Message Sets: Importing from COBOL: supported features

The COBOL importer uses a set of default values and behaviors when mapping COBOL data types to message model elements.

The following table shows how COBOL definitions influence the XML Schema settings in the message model.

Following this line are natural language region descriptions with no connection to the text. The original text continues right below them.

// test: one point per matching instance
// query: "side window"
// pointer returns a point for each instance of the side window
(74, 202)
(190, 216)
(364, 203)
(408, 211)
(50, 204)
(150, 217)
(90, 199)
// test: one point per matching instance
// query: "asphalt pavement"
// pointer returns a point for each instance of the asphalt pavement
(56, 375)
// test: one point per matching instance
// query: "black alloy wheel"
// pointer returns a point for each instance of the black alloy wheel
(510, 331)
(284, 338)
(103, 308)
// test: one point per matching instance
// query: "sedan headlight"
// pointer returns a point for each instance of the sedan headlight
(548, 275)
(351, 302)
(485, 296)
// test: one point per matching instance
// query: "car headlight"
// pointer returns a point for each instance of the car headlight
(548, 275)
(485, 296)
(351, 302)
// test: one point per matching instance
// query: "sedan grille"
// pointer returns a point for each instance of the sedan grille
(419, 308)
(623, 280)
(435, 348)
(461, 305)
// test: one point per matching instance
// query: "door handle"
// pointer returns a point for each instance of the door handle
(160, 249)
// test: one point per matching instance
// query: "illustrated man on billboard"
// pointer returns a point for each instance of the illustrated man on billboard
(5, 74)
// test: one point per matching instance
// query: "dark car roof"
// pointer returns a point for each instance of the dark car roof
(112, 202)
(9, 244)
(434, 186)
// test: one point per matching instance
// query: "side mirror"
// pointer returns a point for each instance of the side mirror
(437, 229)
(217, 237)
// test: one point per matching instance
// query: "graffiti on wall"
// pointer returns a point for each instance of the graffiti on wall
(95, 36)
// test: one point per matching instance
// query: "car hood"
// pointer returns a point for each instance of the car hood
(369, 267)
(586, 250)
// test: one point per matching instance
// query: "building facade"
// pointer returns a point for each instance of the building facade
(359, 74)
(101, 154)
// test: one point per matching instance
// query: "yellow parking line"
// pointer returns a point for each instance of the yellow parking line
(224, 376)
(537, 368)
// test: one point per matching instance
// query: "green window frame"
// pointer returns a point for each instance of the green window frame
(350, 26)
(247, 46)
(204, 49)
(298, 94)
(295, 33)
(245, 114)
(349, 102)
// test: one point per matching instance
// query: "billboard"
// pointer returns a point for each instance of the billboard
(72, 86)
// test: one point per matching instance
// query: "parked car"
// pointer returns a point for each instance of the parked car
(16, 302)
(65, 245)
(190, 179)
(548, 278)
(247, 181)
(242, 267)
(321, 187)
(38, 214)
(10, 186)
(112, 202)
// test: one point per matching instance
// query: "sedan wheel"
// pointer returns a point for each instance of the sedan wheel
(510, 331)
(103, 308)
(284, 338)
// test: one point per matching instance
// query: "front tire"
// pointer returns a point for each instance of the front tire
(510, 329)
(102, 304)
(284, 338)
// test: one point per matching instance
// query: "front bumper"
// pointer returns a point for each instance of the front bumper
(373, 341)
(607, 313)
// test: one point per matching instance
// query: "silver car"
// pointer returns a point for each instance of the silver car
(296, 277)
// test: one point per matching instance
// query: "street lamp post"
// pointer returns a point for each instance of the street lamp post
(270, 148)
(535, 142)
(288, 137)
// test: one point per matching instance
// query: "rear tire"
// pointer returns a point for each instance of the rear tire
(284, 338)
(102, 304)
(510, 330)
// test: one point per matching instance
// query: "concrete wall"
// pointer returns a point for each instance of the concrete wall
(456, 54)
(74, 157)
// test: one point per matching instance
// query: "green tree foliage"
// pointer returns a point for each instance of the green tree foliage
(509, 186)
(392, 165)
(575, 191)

COBOL Clause XML Schema data type Notes
PIC A xsd:string  
PIC G xsd:string Set the compile-time locale name to ja_JP in Window > Preferences > Importer > COBOL to process this.
PIC N xsd:string Set the compile-time locale name to ja_JP in Window > Preferences > Importer > COBOL to process this.
PIC X xsd:string  
PIC 9(n) n = 1-4 xsd:short DISPLAY, COMP, or COMP-3
PIC 9(n) n = 5-9 xsd:int DISPLAY, COMP, or COMP-3
PIC 9(n) n = 10-18 xsd:long DISPLAY, COMP, or COMP-3
PIC 9(n) n = 19-31 xsd:integer DISPLAY, COMP, or COMP-3
PIC 9(n)V9(m) xsd:decimal DISPLAY, COMP, or COMP-3 any virtual decimal point value
COMP-1 xsd:float  
COMP-2 xsd:double  
Any edited string xsd:string  
Any edited number xsd:string For example, a COBOL PICTURE clause that contains any of the following characters:
  • 'Z'
  • '+'
  • '-'
  • '.'
  • ','
  • 'B'
  • '0'
or a currency symbol.

If you want your integration node logical type to be a numeric one, make sure that the COBOL PICTURE clause does not contain any of these characters.

VALUE All Non-88 Level VALUE clauses can be imported as schema default values (option on import wizard).

The following table shows how COBOL definitions influence the physical MRM CWF characteristics of the elements that are generated in the message model.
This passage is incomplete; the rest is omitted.